Borrowing in foreign currencies
The basics
Interest Savings: There are significant variations in the interest rates applicable to loans denominated in different world currencies. For instance, over the past twenty years, the costs of servicing loans denominated in Swiss francs and Japanese yen have been some 40% to 75% lower than those applicable to loans in sterling. The cash flow benefits of compounding such savings over two decades will be readily apparent to any corporation or individual.

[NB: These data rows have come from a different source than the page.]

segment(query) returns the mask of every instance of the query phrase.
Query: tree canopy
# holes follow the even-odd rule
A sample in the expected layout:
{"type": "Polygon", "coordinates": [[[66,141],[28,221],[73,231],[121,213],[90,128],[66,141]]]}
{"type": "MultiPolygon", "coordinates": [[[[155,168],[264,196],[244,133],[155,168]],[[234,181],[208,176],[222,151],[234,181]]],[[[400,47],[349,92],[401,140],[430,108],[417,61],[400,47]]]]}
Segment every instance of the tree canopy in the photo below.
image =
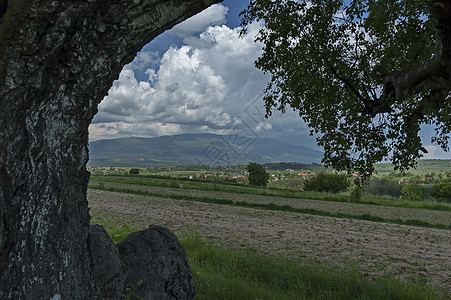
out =
{"type": "Polygon", "coordinates": [[[269,179],[269,174],[262,165],[250,162],[246,170],[249,172],[249,183],[253,185],[266,186],[269,179]]]}
{"type": "Polygon", "coordinates": [[[139,169],[133,168],[128,171],[128,174],[130,175],[139,175],[139,169]]]}
{"type": "Polygon", "coordinates": [[[264,27],[256,67],[271,74],[266,116],[297,111],[324,148],[323,163],[369,175],[387,157],[397,169],[449,151],[451,3],[432,0],[252,0],[242,13],[264,27]]]}
{"type": "Polygon", "coordinates": [[[305,191],[340,193],[349,189],[351,183],[344,174],[319,173],[305,181],[303,189],[305,191]]]}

Capital Reduction of Debt: Debt reduction may also be considerable if the loan is denominated in currencies which then depreciate against sterling. All major currencies have fluctuated against one another over the years, thereby generating opportunities for debt reduction.
Single currency loans
The perils of single foreign currency loans
In recent years, many borrowers who adopted a single foreign currency loan, without the ability to switch into other currencies, have experienced a sizeable increase in their debt. In the nineteen eighties and nineties, this fate befell many UK borrowers who looked to escape double digit interest rates by taking out low cost foreign currency loans without adequately considering the exchange rate risks. Many such borrowers suffered heavy losses caused by the weakening of sterling against other currencies. This was particularly apparent during sterlings withdrawal from the Exchange Rate Mechanism in 1992, and there are even more dramatic examples.
Such events clearly demonstrate the dangers of being locked into inflexible lending arrangements. It is our opinion that single foreign currency loans are only justifiable if the borrower has a source of income or capital in the same foreign currency. Even in this context one must consider the implications of adverse fluctuations during the term of the loan if the banks security is valued in sterling (i.e. a UK property).
Why a multi currency loan
Effective risk management of a multi-currency loan facility helps to iron out the extreme peaks and troughs associated with major currency cycles, so as to make the risk/reward ratio more acceptable to borrowers.